### NEON API Example

The National Ecological Observatory Network (NEON) continuously collects data across Long Term Ecological Research (LTER) sites and distributes these data via its web site. It's not a very friendly web site to use to grab data, requiring a lot of clicks and scrolls. However, they've provided an API so that we can write a script to collect data. 

This API, however, is also not as simple as many in that it has lots of nested attributes. For example, if you want to grab all the active ground beetle data, you first need to query the API for a list all LTER sites that have beetle data; this returns (among other things) a list of the URLs connecting to the actual data. So then you have to invoke another call to retrieve the actual data you want.

But this serves as a good example showing that, despite its complexity, scripts can be written to navigate even convoluted APIs. 

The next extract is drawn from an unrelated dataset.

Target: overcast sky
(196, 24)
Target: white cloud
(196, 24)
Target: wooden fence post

Source: http://data.neonscience.org/data-api

In [1]:
import requests

In [2]:
#Build the URL
url = 'http://data.neonscience.org/api/v0/products'
params = {'data':{'productStatus':'ACTIVE',
                  'productName':'Ground beetles sampled from pitfall traps'
                 }
         }

In [None]:
#Send the request, get the response
response = requests.get(url,params)

In [None]:
#Interpret the response as a JSON object & reveal it's top-level keys
jsonObj = response.json()
jsonObj.keys()

In [None]:
#Retreive this 'data' collection; how many objects are returned? 
data = jsonObj['data']
len(data)

In [None]:
#Inspect one of the data objects; what are its properties (i.e. its keys)?
data[0].keys()

In [None]:
#Examine the 'siteCodes' object (for the first data object)
# How many site codes in the firs data item?
allSiteCodes = data[0]['siteCodes']
len(allSiteCodes)

In [None]:
#What properties (i.e. keys) does the siteCodes object have?
siteCodes = allSiteCodes[0]
siteCodes.keys()

In [None]:
#What is 'siteCode' (of the first <siteCode> object in the first <data> object)?
siteCode = siteCodes['siteCode']
siteCode

In [None]:
#How about we loop through ALL 184 <data> objects and for each
# loop through all the <siteCode> objects and print its siteCode
for item in data:
    for siteCode in item['siteCodes']:
        print(siteCode['siteCode'])
        

In [None]:
#Or, with a minor tweak, we can reveal all the data urls...
# for each <siteCodes> collection included in each <data> object
for item in data:
    for siteCode in item['siteCodes']:
        for url in (siteCode['availableDataUrls']):
            #Here we print the URL, 
            #but we could write code to download the content at each site
            print url